Monday, November 14, 2005

Damon is a Darlin

Damon you are a darling. Finally the New York Times gets the balls to call Rich Dad and those other gurus out. If you read my previous entry on Rich Dad you will know my feelings on the subject so I won't rant any further. However I urge all of you to read Damon's most triumphantarticle.

According to the article.

You'll get the same advice reading this newspaper or any number of financial advice columnists at no additional cost, though you may not get the urge to aspire.

Apparently the book industry loves aspiration.

"People do respond to it," said Rick Wolf, vice president and executive editor of Warner Books, the publisher of the series. The old rules no longer apply in a world of outsourcing and pension plan collapses, he said.
"People are definitely looking for some alternative pathways to financial freedom," Mr.
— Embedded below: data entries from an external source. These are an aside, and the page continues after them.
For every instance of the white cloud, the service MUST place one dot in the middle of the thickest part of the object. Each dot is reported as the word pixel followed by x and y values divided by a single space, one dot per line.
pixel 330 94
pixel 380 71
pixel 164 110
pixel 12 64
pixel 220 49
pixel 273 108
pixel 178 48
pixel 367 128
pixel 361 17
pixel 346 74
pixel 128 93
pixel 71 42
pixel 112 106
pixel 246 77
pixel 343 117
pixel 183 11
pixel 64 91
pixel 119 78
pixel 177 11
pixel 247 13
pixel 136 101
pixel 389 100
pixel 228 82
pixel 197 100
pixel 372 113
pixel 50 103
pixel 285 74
Wolf said. "The staying power speaks for itself."


In other words people are so scared of what is going to happen to their jobs and futures that they are willing fork over their hard earned money to a man who is taking advantage of their fears by claiming to have the map to financial freedom. When the evidence he made his fortune not from real estate or investing but from selling his rich dad books.

Why the need for inspiration? "When the stock market bubble collapsed in 2000, ordinary Americans - who had watched their stock portfolios effortlessly rise in value during the late 1990's - quickly realized that the notion that they could outsmart the market was an illusion," said Mr. Drake, who will publish Mr. Bach's follow-up in March, "The Automatic Millionaire Homeowner."
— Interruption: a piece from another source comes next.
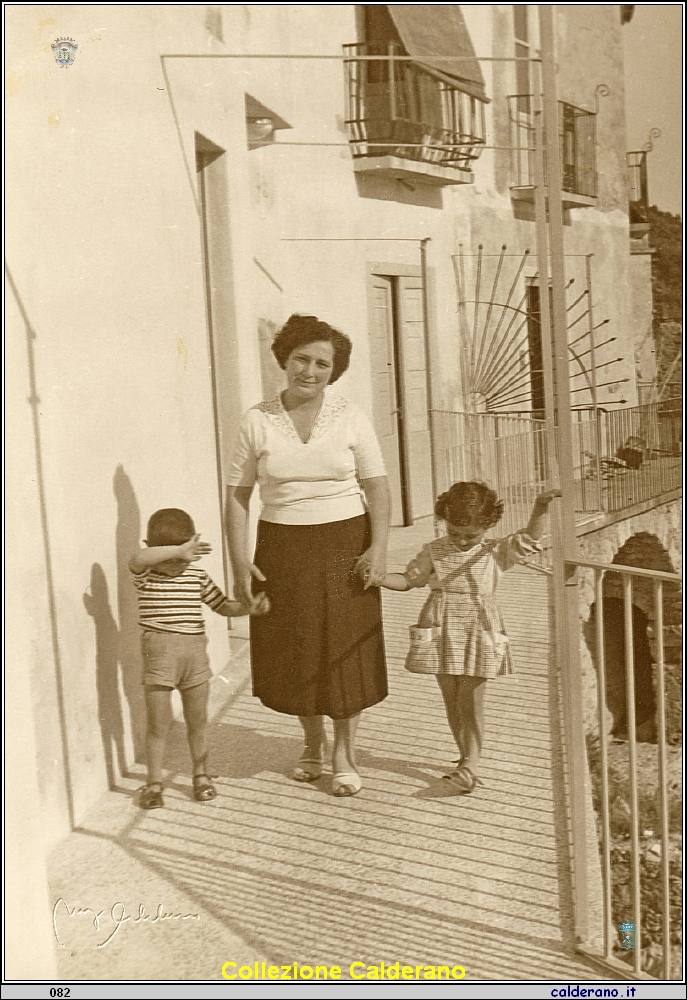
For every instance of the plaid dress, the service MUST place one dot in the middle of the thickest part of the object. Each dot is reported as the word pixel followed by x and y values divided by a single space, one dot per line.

I think your own life should be a constant source of inspiration. For instance if you are married and are expecting a child, that should inspire you to look at your finances and figure out a way to create another revenue stream.

Their books, as well as "Secrets of the Millionaire Mind" by T. Harv Eker, another regular on the motivational seminar circuit, recycle a lot of the language and advice of those hotel ballroom talkathons; namely, you have been conditioned to think like a poor person, but you can remake yourself to think rich. Mr. Eker suggests a daily affirmation in which you put hand over heart and say: "I am an excellent receiver. I am open and willing to receive massive amounts of money into my life." You then touch your head and say, "I have a millionaire mind!".
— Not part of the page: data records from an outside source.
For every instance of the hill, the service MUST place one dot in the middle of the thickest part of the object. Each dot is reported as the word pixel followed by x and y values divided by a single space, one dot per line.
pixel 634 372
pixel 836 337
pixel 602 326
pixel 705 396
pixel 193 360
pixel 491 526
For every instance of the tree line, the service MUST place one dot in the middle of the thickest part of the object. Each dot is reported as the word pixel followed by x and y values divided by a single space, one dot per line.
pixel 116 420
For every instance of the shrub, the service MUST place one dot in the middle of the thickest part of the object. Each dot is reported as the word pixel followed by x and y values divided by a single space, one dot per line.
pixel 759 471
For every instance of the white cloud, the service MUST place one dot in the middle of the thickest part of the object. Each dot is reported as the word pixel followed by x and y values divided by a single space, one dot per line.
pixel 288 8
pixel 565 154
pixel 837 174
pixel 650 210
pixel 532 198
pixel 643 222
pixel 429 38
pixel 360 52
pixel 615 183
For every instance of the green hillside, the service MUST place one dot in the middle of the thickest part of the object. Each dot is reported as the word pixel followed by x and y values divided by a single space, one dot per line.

Reading these books will definitely stop you from thinking like a poor person. Instad it will condition you into thinking that you need to buy more books on becoming rich, therefore making the authors rich and you lot poorer.

But they are light on practical advice. And sometimes what they advocate seems counterproductive. Mr. Eker, for instance, recommends creating a fund just for frivolous purchases because you need to fill your inner spirit.

What is this inner spirit called? Credit card debt? If you want to fill your inner spirit go to church, temple, become a Buddhist or join the Peace Corps. Money has no place there. By substituting consumption for spiritual well being you will be creating a black hole that will never be filled.

Mr. Kiyosaki admits in his book that buying real estate at foreclosures or tax sales and investing in thinly traded start-up companies is risky. But he writes that salting money away each month "blinds the person from what is really going on."

"They miss major opportunities for much more significant growth of their money," he writes.


Ok. Obvioulsy Mr. Kyosaki has never heard of the concept of multitasking. You can save your money and look for other opportunities to invest. It is not hard to do. In the real world it is called not being an idiot.

Tax sales, foreclosures and companies that are balancing on the start up edge of oblivion are not the safest investments in the world. So if Bobby knows this why the hell is he pushing these investments onto first timer investors? Because he doesn’t know what the f**k he’s talking about.

This is advice for people who like to live on the edge. Mr. Kiyosaki counters that the risk of failing is a motivation to make more money.

This is advice for people who are too lazy to roll up their sleeves and embrace the concept of hard work.

The core motivation of money is to make a profit. Risk of failing should be treated as a risk. That's it. Kiyosaki keeps confusing the two. Unfortunately failure is a constant specter in the world of investment. You can do everything in your power to make an investment but you can’t completely eradicate it. I am not saying you should be afraid of it or yield to it but you need to be aware that failure is there. However simply focusing on avoiding failure will distract you from making the right decisions.

The bottom line is: save your money by not buying these books. At about $25 a book, buying one every year probably will not decimate your retirement fund. But if you don't, you'll have at least $2,370 more in 40 years.

Amen my brother.

You want to know how to get rich? This is what I learned about rich people.

1.They are good at math. I’m not talking calculus. I am taking old fashion add,
subtract, multiply and divide.
2.They are consistent at whatever they do. Whether it is Donald Trump or Bill Gates,
rich people focus on a specialty and master it.
3.They don’t do anything stupid with their money.
4.They educate themselves.
5.They save.
6.They don’t buy stupid books filled with boilerplate information.

Yes. It's that simple. Now if you still think the grass is greener then by all means satiate your curiousity. But just go to the library.